[cabfpub] [cabfman] Deceptive SSL cert issued for fake Chase domain

Steve Roylance steve.roylance at globalsign.com
Wed Sep 11 09:30:37 UTC 2013 

Hi Ryan, 

There's nothing to prevent any sub CA owner from issuing multiple level
domains regardless of whether the CA has Constraints or not.  The advantage
with Constraints is you can't issue a working certfiiacte for domains you
don't own (obvious but as this is a public posting I wanted to make sure it
was clear).  The BR's themselves were specifically reworded to align with
Mozilla's policy to remove the need for mandatory external auditing.  CA's
can still opt to do this but the wording of Ballot 105 was clear in that
audits are still required at the same level (3% or more) across the board
(Constrained or not) and BR compliance rules are to be flowed down to the
Sub CA by the CA.   So there's no big change other than the independence of
the party that looks at the results.  If the CA doesn't care about it's
brand/image and knowingly passes bad domain examples then why on earth are
they a CA in the first place?  As Ryan Hurst highlighted in a reply post to
this thread we'll be moving by the end of 2013 to 100% checking of all
'technical' aspects of our Sub CAs and letting the Name Constraints
themselves verify the Subject/Vetting aspects.

Several times during the discussions on Name Constraints people eluded to
weaknesses due to the addition of the Constraints, however, this isn't
accurate as those weaknesses (like belong able to issue as a multi level
wildcard) are there in all cases.  Name Constraints bolsters security in
other areas.  It doesn't weaken the system.  As such I just wanted to make
sure Name Constraints doesn't get a bad rap in threads like this.

In the paypal.com.domain.net example the URL is usually hosted by someone
somewhere on some hosting platform and resolved by DNS and rendered by the
browser so as with everything there are multiple parties that have some
ability to help protect the innocent.   One way in the example below where
you do refeer o name constraints would be to show the user the Organization
details the CA fixed into the name Constrained SubCA and therefore pulled up
in the the Subscriber certificate in the Chrome to highlight it wasn't
Paypal..but that's a Subject (pun intended) for another day ;-)

Steve

From:  Ryan Sleevi <sleevi at google.com>
Date:  Tuesday, 10 September 2013 20:57
To:  Eddy Nigg <eddy_nigg at startcom.org>
Cc:  "public at cabforum.org" <public at cabforum.org>
Subject:  Re: [cabfpub] [cabfman] Deceptive SSL cert issued for fake Chase
domain

Eddy,

I'm not sure whether CAs either can really be effective here in mitigating
this, at least in the scope of subdomains.

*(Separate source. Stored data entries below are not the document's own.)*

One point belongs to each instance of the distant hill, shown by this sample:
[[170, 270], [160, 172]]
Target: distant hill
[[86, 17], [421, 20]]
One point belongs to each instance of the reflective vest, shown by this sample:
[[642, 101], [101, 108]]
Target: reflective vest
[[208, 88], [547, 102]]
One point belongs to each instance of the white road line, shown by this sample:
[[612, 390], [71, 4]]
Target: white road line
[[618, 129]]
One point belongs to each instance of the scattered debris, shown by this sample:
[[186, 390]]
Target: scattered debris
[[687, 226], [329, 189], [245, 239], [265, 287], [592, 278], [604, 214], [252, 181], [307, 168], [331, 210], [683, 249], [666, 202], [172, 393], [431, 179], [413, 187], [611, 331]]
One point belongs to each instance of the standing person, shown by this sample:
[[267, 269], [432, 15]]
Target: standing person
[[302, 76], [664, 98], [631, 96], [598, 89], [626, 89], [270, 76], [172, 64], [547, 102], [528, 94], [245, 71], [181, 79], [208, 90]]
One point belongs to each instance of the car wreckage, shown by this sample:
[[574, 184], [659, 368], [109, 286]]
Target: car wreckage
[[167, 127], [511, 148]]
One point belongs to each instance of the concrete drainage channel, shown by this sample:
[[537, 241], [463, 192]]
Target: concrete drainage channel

I think this is especially true
when considering Mozilla's policy to allow technically constrained sub-CAs
to issue certificates that are not audited to the BRs.

If I were to obtain a technically constrained sub-CA for mydomain.com
<http://mydomain.com> , in which the CA fully vetted that ownership for
mydomain.com <http://mydomain.com> , then I would be able to issue
certificates for anydomain.com.mydomain.com
<http://anydomain.com.mydomain.com> . That is, a technically constrained
sub-CA behaves like a multi-level wildcard certificate.

Likewise, given a wildcard certificate for *.mydomain.com
<http://mydomain.com> , I could create any degree of spoofables for
anydomaincom.mydomain.com <http://anydomaincom.mydomain.com> . I suspect
(but I'm not intimately familiar with) the possibility of Punycoding some
degree there. I know this has been a point that Brad Hill has raised in the
past.

I think when it comes to anti-phishing, this is something that may be better
handled by the UAs, at least with respect to subdomains. You can already see
this in UAs that highlight things like the "effective TLD+1" in their
address bar, scrolling in particular to that location (eg: see Chrome on
mobile platforms). That's not to say it's a perfect solution, by far, but
it's a much more scalable solution that recognizes where the strengths and
weaknesses are - and I think having CAs try to validate subdomains on the
eTLD+1 is realistically a weakness that won't be solved effectively.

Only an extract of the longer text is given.